Bioinformaticians today must be able to appreciate significant research in other fields and therefore require an understanding of the basic principles of other disciplines. To meet this challenge, a Master of Science degree with specialization in Bioinformatics is introduced through the department of Computer Science in the College of Computer and Information Sciences at King Saud University.

Why Bioinformatics?

We are witnessing the birth of a new era in biology. The ability to decipher the genetic code of living organisms promises to improve the quality of human life and has dramatically changed the challenges that the biological and biomedical sciences can address.

On one hand, recent and novel technologies produce biological datasets of ever increasing size, regarding genomic sequences, RNA and protein abundances, their interactions with each other, their sub-cellular localization, and the identity and abundance of other biological molecules. This requires development of sophisticated computational methods (Bioinformatics). On the other hand, to understand life, biology can now rise to the challenge of understanding the integrated functions of thousands of genes (Systems Biology). Large physical and functional interaction networks gained through genetic, biochemical and pharmacological approaches reveal the connectivity of the network, identify functional modules and provide clues on the functioning of specific genes. Studies of network biology lead to the construction of predictive models that reveal mechanisms and allow for virtual experimentation.

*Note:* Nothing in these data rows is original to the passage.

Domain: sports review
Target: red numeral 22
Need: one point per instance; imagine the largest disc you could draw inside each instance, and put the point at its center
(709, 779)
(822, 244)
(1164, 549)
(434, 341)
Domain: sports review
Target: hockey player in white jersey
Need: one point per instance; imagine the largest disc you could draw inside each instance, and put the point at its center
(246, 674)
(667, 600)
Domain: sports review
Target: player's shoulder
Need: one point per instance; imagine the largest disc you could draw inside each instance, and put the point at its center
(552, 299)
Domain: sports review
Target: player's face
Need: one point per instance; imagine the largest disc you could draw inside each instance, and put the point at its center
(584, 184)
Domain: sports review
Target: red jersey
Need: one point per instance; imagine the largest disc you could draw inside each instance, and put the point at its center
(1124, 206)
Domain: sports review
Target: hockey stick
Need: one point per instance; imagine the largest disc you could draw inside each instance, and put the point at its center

Addressing these challenges and moving biology into the realm of a quantitative, predictive, and theory-driven science, will require an interdisciplinary research structure, where people from different disciplines can meet together to come up with brilliant solutions and ideas for a lot of biological problems. Disciplines, such as: Artificial Intelligence, Data Mining, Databases, Data Structures, Heuristic Algorithms, Pattern Recognition, Machine Learning and much more, have a lot of applications and tools that can be used to solve a lot of important biological problems. You don't need to be a biologist in order to work in this field. Biological background requirements are limited and depend on the problem that you will study.